For Atomik we also changed the business model, trying to focus on startups and small-medium size companies and organizations developing systems in the healthcare domain.

Why Atomik?

At CaboLabs we have been working with Health Care Information Systems for the last 17 years, designing, assessing, auditing and integrating them. One very common flaw we saw on many very promising projects was the low impact of these apps and systems, due the lack of integration with other systems. Isolated apps don't add value, period.

We have been involved in some of those projects, watching how hundreds of man hours were invested on apps destined to fail, due one small thing: health care is by definition integrated. Our customers and partners were thinking on solving one problem for patients / clinicians / organizations, without considering external elements that were key for making these projects succeed, and indeed those failed terribly, or where not even launched.

Knowing this, we should consider that any app we build for health care, will need to send data to other apps, receive data from other apps, or both, in order to solve a real problem or add value to the patient, to the clinician, or to the managers, or to the researches, etc. Whichever is our customer or user.
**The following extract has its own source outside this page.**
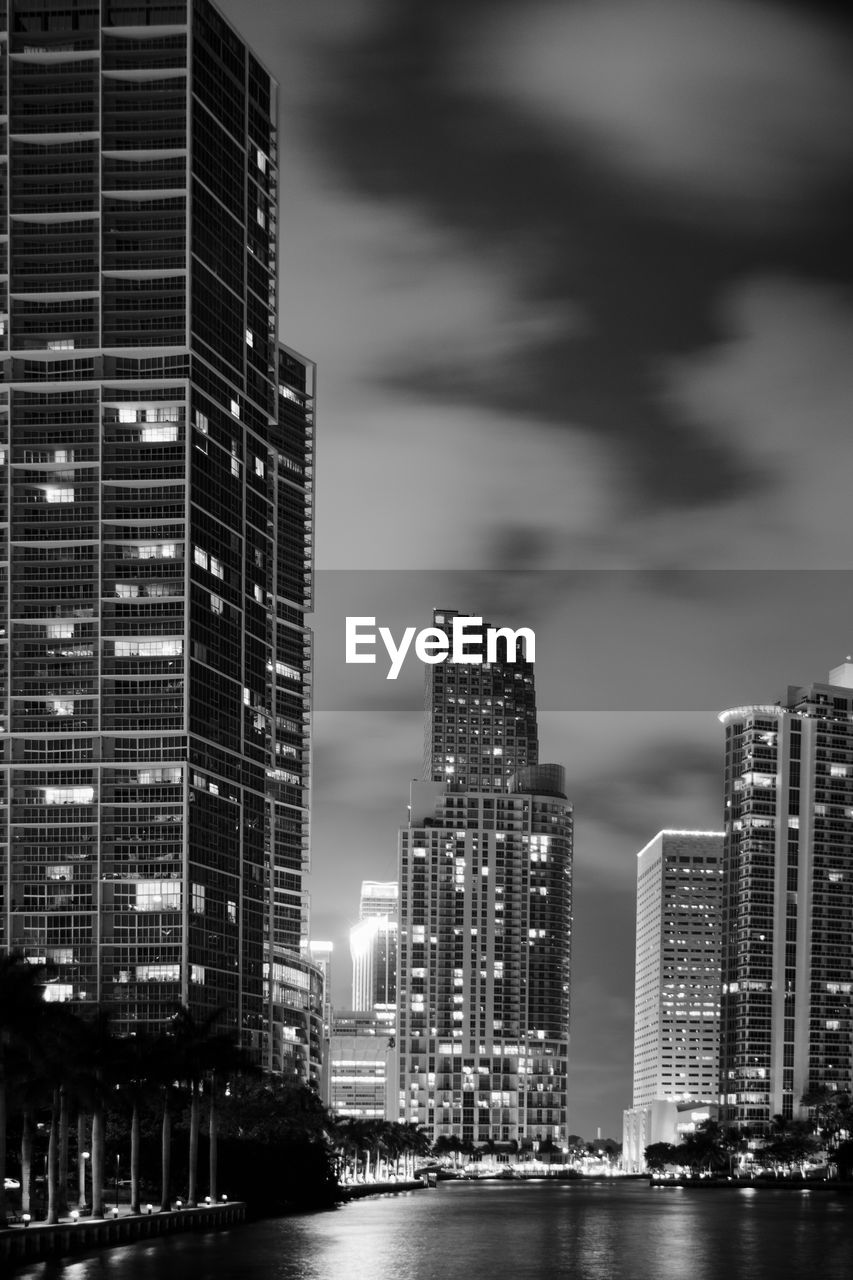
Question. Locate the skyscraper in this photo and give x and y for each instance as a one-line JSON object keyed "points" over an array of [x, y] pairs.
{"points": [[480, 725], [373, 947], [156, 480], [788, 901], [676, 987], [484, 959]]}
A clear example is the vast amount of apps related to physical activity tracking, alone those don't add much value, but imagine integrating that information with data from a weight loss plan set up by a dietitian in the EHR of the patient, or mixing exercise data with chronic disease and risk factors data to evaluate how the patients are currently doing in order to improve their quality of life and life expectancy. This are real goals, that us as patients would like to see implemented in our health providers. For us and for our family and friends. This can't be done without integrating data.

What we are trying to do here is to enable that from scratch. Standardizing each data point to facilitate mapping to other data models. Focusing on designing powerful and expressive APIs to enable data accessibility. Integrating systems using well known international standards. Also providing consultancy, coaching and training to your team, to make the most out of our platform.

The way we provide this is via micro-services that solve one specific problem forming a platform of building blocks that will allow your next project to be prepared for integrating with other systems, and avoid reinventing the wheel. Good solutions are out there, let's (re)use them! We think Atomik is one of those.